Mowgli (por­trayed by Neel Sethi), raised by a wolf pack and a panther named Bagheera (voiced by Ben Kingsley) in an Indian jungle, is hunted by Shere Khan, the mag­nif­icent, ruthless tiger (voiced by Idris Elba) who killed his father. When Shere Khan threatens to destroy the wolves and anyone who pro­tects Mowgli, the “man-cub” is forced to leave the only family he’s ever known and return to the “man village” before the great tiger finds him. Along the way, Mowgli meets the slippery python Kaa (voiced by Scarlett Johansson), an endearing bear named Baloo (voiced by Bill Murray), and the ginormous ape King Louie (voiced by Christopher Walken) before he finally comes to terms with his humanity and place in the jungle.

Mowgli’s coming-of-age is subtly revealed at a careful pace, without rushing his growth or making the viewer feel like his choice to stop running and stand up to Shere Khan is forced. While the looming of shadow of the great tiger follows Mowgli’s adven­tures, the film manages to balance the darker moments with light­hearted scenes: Baloo and Mowgli singing the beloved “Bare Neces­sities” on a river and King Louie and the apes com­i­cally trying to be like men. Neel Sethi por­trays Mowgli with sur­prising gen­uineness: while some of his lines seem a little forced, Sethi suc­cess­fully acts, talks, and thinks like a 10-year-old boy. He reacts how anyone would expect a small boy to react when Bagheera tries to take him away from his games and tricks with Baloo, and when the only father he’s ever known is killed by the black-striped menace.
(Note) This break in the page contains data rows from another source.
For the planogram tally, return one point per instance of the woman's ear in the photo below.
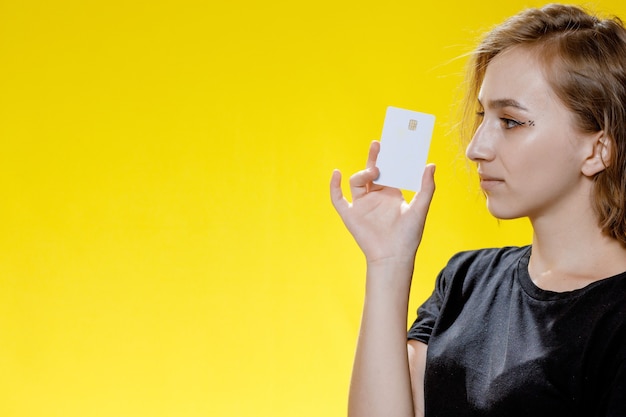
(600, 154)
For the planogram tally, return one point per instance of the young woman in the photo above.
(515, 331)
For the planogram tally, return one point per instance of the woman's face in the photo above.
(528, 152)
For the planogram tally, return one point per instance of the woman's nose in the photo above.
(480, 147)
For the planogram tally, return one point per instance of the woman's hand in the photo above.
(383, 224)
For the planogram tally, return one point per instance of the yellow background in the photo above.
(167, 244)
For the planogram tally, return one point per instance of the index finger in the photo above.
(373, 154)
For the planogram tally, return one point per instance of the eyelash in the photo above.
(508, 123)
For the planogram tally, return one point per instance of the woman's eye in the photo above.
(510, 123)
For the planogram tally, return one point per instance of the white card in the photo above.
(404, 148)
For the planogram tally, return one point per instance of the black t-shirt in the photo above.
(500, 346)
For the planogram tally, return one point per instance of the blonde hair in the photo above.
(585, 64)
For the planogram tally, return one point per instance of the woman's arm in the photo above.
(388, 230)
(417, 366)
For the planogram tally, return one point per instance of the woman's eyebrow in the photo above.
(504, 102)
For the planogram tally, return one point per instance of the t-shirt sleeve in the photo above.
(428, 312)
(616, 396)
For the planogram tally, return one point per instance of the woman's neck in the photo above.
(573, 252)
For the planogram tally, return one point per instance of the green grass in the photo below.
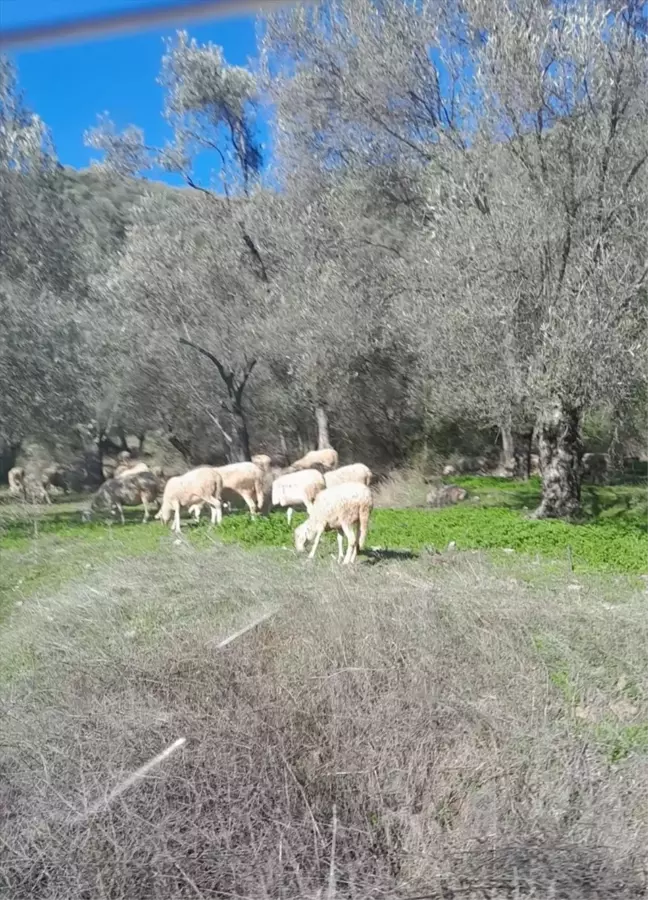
(446, 688)
(44, 548)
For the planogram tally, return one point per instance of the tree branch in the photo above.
(226, 376)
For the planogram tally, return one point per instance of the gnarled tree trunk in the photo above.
(323, 439)
(508, 458)
(238, 447)
(561, 451)
(238, 439)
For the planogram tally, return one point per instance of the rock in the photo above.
(446, 495)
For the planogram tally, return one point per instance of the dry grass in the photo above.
(451, 719)
(402, 489)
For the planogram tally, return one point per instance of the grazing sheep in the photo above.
(356, 473)
(192, 490)
(341, 507)
(297, 489)
(130, 468)
(327, 459)
(263, 461)
(245, 479)
(116, 493)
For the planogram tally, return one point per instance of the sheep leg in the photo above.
(364, 525)
(318, 535)
(217, 510)
(349, 530)
(340, 536)
(249, 499)
(176, 517)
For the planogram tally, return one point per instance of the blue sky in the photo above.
(70, 83)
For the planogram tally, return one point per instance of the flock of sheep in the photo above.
(335, 498)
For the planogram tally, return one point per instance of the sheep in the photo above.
(130, 468)
(245, 479)
(327, 459)
(193, 489)
(263, 461)
(116, 493)
(340, 507)
(16, 479)
(356, 473)
(297, 489)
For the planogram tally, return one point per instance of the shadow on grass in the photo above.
(60, 521)
(376, 556)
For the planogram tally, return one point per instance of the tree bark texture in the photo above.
(323, 439)
(509, 463)
(561, 451)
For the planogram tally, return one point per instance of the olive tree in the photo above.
(209, 288)
(522, 131)
(42, 278)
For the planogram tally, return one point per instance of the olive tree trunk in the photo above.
(561, 451)
(323, 438)
(508, 458)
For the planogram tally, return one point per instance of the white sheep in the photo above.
(356, 473)
(193, 489)
(327, 459)
(245, 479)
(340, 508)
(297, 489)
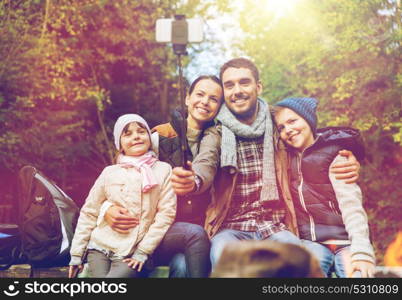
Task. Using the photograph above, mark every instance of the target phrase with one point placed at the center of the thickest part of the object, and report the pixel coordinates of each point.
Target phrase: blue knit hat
(305, 107)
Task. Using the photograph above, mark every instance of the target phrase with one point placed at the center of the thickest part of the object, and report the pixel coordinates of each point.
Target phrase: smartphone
(194, 29)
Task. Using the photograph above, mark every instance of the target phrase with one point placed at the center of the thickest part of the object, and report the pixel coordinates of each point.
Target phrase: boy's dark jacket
(318, 194)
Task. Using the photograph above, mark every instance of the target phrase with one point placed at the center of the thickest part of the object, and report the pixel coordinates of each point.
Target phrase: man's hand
(120, 219)
(348, 170)
(74, 270)
(183, 181)
(134, 264)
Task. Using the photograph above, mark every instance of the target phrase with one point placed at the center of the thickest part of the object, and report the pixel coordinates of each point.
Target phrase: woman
(185, 246)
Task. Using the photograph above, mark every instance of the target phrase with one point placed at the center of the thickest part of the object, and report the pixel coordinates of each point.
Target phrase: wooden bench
(23, 271)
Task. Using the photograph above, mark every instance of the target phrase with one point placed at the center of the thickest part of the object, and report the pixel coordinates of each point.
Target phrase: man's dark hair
(240, 63)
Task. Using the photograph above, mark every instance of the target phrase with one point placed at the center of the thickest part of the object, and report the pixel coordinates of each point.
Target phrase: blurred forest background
(69, 68)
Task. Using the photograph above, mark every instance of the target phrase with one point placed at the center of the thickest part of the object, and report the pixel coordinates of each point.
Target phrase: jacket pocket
(115, 190)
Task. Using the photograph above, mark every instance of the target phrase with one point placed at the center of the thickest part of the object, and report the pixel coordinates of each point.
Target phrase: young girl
(141, 184)
(185, 247)
(331, 219)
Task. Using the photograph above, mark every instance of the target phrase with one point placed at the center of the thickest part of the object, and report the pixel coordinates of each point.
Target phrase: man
(251, 198)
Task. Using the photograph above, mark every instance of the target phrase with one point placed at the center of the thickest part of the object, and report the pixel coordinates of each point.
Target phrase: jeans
(185, 248)
(102, 266)
(225, 236)
(339, 258)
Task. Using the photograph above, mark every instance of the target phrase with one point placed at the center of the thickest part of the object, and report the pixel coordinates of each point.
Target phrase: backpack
(46, 222)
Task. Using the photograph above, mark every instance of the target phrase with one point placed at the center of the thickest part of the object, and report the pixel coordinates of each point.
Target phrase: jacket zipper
(301, 197)
(334, 210)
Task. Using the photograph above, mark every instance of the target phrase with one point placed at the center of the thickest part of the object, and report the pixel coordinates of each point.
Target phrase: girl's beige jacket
(155, 211)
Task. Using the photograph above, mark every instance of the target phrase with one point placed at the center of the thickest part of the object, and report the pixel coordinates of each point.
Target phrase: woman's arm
(354, 217)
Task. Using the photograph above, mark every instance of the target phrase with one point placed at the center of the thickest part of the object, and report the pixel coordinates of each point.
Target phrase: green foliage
(346, 54)
(68, 69)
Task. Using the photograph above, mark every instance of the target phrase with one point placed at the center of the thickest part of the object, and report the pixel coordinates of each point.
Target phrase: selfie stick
(179, 41)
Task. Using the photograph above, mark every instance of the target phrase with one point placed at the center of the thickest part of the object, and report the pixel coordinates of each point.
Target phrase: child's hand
(365, 268)
(74, 270)
(132, 263)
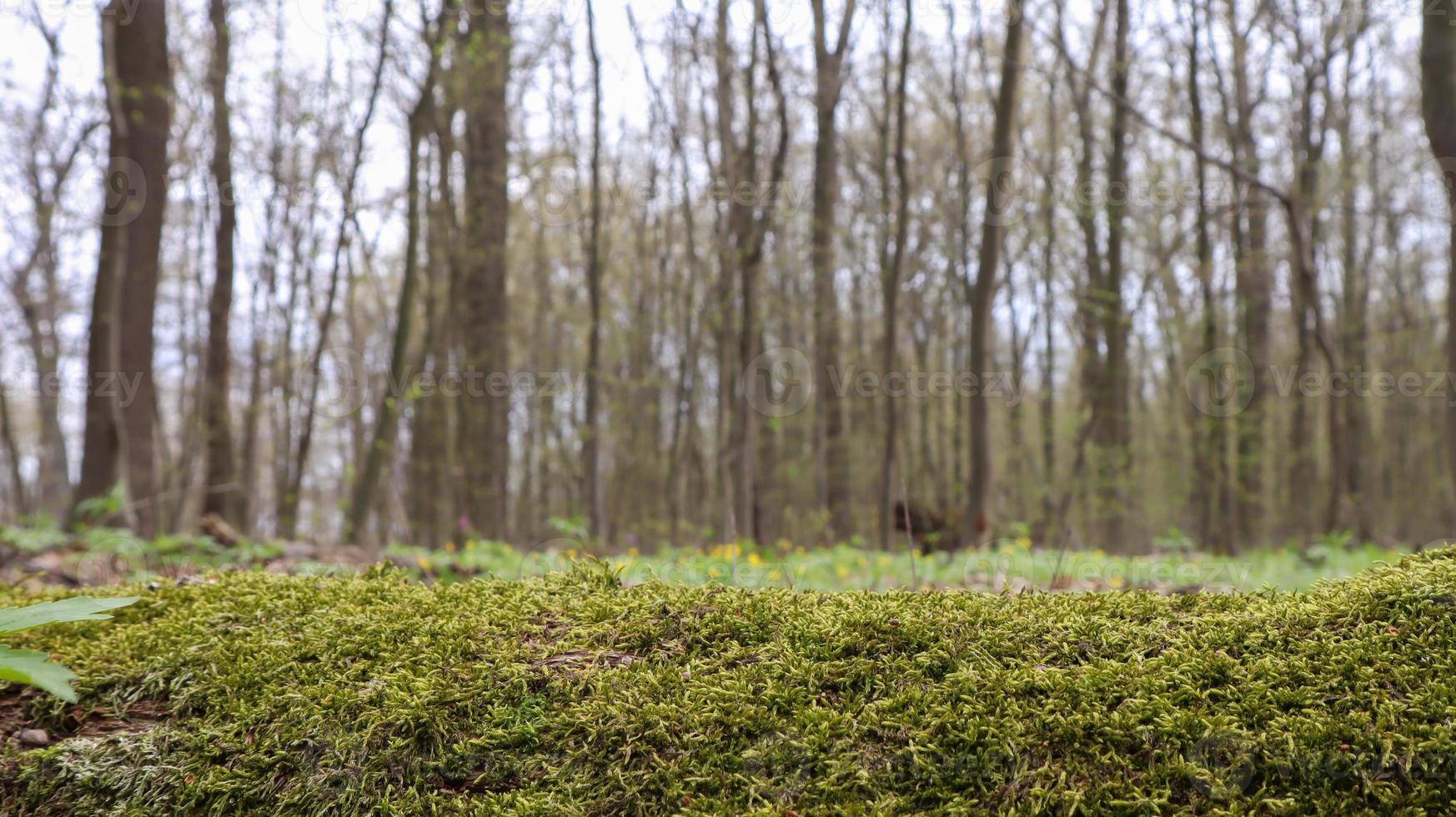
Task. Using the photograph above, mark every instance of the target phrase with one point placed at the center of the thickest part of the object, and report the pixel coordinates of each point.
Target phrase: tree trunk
(829, 413)
(379, 454)
(485, 409)
(220, 491)
(987, 270)
(144, 79)
(1438, 109)
(591, 442)
(890, 283)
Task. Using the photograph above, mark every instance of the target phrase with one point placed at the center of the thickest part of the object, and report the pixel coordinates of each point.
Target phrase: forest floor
(577, 694)
(41, 555)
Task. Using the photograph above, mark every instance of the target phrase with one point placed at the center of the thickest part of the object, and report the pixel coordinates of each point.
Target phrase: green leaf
(27, 666)
(78, 609)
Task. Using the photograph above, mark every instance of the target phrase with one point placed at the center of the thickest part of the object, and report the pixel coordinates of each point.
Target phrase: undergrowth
(575, 695)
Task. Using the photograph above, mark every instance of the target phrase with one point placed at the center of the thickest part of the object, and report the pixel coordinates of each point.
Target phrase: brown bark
(1112, 433)
(1438, 111)
(829, 413)
(485, 411)
(222, 491)
(144, 83)
(293, 489)
(890, 276)
(591, 442)
(987, 270)
(382, 448)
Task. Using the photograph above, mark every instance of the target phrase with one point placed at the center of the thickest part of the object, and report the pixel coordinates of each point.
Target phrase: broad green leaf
(78, 609)
(27, 666)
From a CGI stand­point, the film is a work of art. Some directors struggle to produce real­istic fantasy films with so much com­puter-gen­erated imagery at their dis­posal, but director Jon Favreau does a truly amazing job. The way Shere Khan’s muscles move under his striped skin makes him look com­pletely real as he leaps down a ravine to drink at a pool — when the camera pans out, the sight of the tiger bending down to drink can only be described as majestic. Mowgli embracing his wolf-mother in the rain is a truly stunning shot — and the colors of the jungle are so vivid you could almost touch the flowers, vines, and trees when

Mowgli and Baloo are floating down a river. From an aes­thetic stand­point, “The Jungle Book” is beau­ti­fully seamless.

But besides stellar acting and cin­e­matog­raphy, the real selling-point of “The Jungle Book” is its timeless tale: even a young boy caught up with making pulley systems to steal honey from bees and playing games with wolf cubs can defend his family if his father is taken from him. Even if you’re only 10 years old, you can still find courage and stand up to fierce tigers.